Rahmatullah    •    Kamis, 13 Jul 2017 15:37 WIB
apbd
Bupati Sumenep Sebut Kinerja DPRD Berbasis Uang
Gedung DPRD Sumenep -- MTVN/Rahmatullah

Metrotvnews.com, Sumenep: Bupati Sumenep A. Busyro menyebut kinerja DPRD Sumenep berbasis uang. Pasalnya, draf Kebijakan Umum Anggaran (KUA) dan Prioritas Plafon Anggaran Sementara (PPAS) Kabupaten Sumenep hingga kini tak kunjung dibahas.

"Ini tidak mau kerja namanya, kecuali ada uang," kata Busyro usai menghadiri sidang paripurna istimewa DPRD Sumenep dengan agenda pelantikan pengganti antarwaktu salah satu anggota DPRD di Graha Paripurna, Sumenep, Jawa Timur, Kamis 13 Juli 2017.

Mantan Ketua DPRD Sumenep itu mengaku, draf KUA-PPAS sudah menyerahkan ke legislatif sejak 1,5 bulan lalu. Namun, hingga kini pembahasannya belum diagendakan Badan Musyawarah (Bamus) DPRD.

"Bisa dibayangkan, ketika kami mau tertib waktu dan administrasi, ternyata terkendala dengan hal itu," tuturnya.

Busyro menjelaskan, seharusnya perhitungan Anggaran Pendapatan dan Belanja Daerah (APBD) dilakukan pada Agustus.

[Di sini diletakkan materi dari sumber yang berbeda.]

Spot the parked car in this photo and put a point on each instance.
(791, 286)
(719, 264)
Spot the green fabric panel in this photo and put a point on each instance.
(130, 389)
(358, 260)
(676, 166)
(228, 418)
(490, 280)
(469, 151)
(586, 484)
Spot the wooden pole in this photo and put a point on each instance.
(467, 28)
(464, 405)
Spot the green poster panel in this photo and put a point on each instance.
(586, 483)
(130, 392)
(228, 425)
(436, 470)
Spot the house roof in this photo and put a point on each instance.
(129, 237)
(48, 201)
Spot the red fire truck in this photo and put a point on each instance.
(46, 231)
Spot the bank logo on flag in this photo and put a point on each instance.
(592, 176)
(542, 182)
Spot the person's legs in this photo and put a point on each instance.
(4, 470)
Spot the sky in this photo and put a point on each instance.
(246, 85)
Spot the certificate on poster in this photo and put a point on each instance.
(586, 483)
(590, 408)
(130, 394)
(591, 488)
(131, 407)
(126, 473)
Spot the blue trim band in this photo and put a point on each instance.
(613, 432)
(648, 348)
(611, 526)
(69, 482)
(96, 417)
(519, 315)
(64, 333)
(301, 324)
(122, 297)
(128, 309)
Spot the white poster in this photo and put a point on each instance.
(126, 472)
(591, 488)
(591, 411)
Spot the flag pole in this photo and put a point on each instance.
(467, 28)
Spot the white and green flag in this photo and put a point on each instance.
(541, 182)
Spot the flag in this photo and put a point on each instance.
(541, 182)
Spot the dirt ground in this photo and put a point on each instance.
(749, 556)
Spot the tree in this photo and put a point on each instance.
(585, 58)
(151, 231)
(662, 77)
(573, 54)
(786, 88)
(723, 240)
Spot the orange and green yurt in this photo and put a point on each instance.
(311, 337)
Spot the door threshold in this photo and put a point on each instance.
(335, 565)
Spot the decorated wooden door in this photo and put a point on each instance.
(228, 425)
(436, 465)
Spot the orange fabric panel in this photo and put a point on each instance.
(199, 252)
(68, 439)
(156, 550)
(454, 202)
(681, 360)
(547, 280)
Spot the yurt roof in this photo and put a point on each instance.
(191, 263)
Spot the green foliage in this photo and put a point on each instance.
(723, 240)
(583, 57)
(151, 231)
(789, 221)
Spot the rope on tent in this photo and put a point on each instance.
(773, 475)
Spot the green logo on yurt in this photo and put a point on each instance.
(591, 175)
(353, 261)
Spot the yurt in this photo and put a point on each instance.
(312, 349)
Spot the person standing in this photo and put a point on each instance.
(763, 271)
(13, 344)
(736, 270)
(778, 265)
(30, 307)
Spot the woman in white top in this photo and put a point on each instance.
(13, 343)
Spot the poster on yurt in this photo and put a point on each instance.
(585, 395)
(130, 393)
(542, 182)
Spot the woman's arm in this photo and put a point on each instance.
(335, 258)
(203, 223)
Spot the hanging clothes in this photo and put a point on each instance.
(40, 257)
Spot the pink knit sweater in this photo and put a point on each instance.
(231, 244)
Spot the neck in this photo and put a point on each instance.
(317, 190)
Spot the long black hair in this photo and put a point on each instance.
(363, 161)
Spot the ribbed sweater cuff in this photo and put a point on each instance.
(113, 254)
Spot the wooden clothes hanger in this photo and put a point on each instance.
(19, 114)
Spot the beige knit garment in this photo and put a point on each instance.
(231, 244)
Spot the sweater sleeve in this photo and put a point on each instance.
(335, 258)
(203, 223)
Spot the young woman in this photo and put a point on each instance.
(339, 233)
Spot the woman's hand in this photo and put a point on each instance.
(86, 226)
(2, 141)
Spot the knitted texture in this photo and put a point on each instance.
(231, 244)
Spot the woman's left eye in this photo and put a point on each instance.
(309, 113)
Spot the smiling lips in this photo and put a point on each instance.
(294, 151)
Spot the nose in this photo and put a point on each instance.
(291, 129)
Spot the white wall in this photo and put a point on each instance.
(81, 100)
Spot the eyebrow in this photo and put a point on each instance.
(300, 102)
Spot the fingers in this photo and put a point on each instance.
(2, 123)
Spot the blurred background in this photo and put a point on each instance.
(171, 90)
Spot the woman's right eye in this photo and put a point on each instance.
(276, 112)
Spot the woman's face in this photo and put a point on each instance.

Sementara, pembahasan KUA-PPAS seharusnya rampung sebelum Agustus.

Nyatanya, draf KUA-PPAS tak kunjung dibahas di gedung dewan meskipun sudah diserahkan sejak 1,5 bulan lalu. Jika anggota DPRD beritikad baik, kata Busyro, semestinya mereka mulai membahasnya pada pertengahan bulan puasa.

"Jika hingga November pembahasan APBD tidak selesai, semua akan kena sanksi," ucapnya.

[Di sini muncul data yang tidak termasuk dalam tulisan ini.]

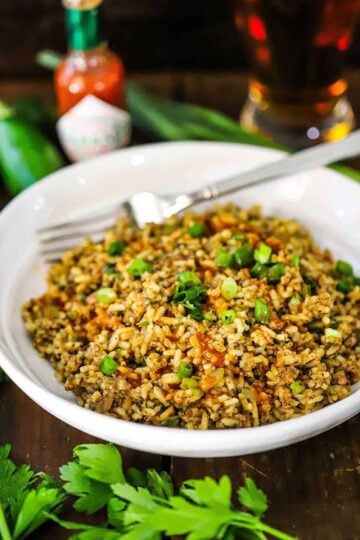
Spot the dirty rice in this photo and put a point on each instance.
(164, 363)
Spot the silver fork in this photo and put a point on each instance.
(146, 207)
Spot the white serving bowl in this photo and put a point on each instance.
(327, 202)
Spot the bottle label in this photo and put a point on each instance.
(93, 127)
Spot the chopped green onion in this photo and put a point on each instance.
(189, 276)
(295, 261)
(297, 387)
(185, 370)
(228, 316)
(144, 322)
(344, 268)
(106, 295)
(344, 286)
(309, 287)
(243, 256)
(138, 267)
(223, 259)
(109, 270)
(263, 254)
(197, 393)
(332, 333)
(210, 316)
(188, 383)
(262, 311)
(228, 288)
(259, 271)
(108, 365)
(276, 272)
(295, 300)
(196, 230)
(116, 248)
(191, 294)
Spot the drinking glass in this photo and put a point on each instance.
(297, 93)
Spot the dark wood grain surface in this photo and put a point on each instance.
(313, 487)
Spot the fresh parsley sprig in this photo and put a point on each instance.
(144, 506)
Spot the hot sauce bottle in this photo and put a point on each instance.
(89, 86)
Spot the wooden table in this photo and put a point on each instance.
(313, 487)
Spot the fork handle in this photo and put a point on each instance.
(322, 154)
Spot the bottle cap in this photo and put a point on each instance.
(83, 23)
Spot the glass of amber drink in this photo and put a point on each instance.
(297, 93)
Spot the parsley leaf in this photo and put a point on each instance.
(92, 495)
(253, 498)
(159, 484)
(101, 462)
(140, 505)
(89, 477)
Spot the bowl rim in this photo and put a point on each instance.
(159, 439)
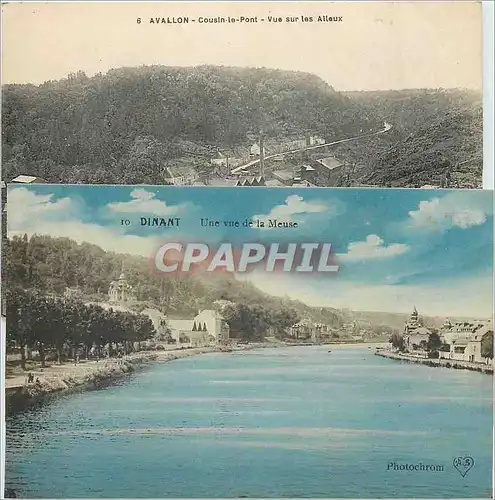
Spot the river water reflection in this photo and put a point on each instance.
(289, 422)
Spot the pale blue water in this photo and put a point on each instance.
(291, 422)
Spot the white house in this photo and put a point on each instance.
(255, 150)
(120, 291)
(215, 324)
(468, 347)
(206, 328)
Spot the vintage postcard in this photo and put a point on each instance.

Wakil Ketua DPRD Sumenep A. Salim menjelaskan, banyak agenda di internal DPRD harus diselesaikan. Sehingga, pembahasan draf KUA-PPAS belum masuk agenda Bamus.

Salim memastikan, DPRD akan segera membahasnya. "Kami akan membahasnya secara maksimal, sehingga selesai tepat waktu. Dan ini menjadi prioritas," ujarnya.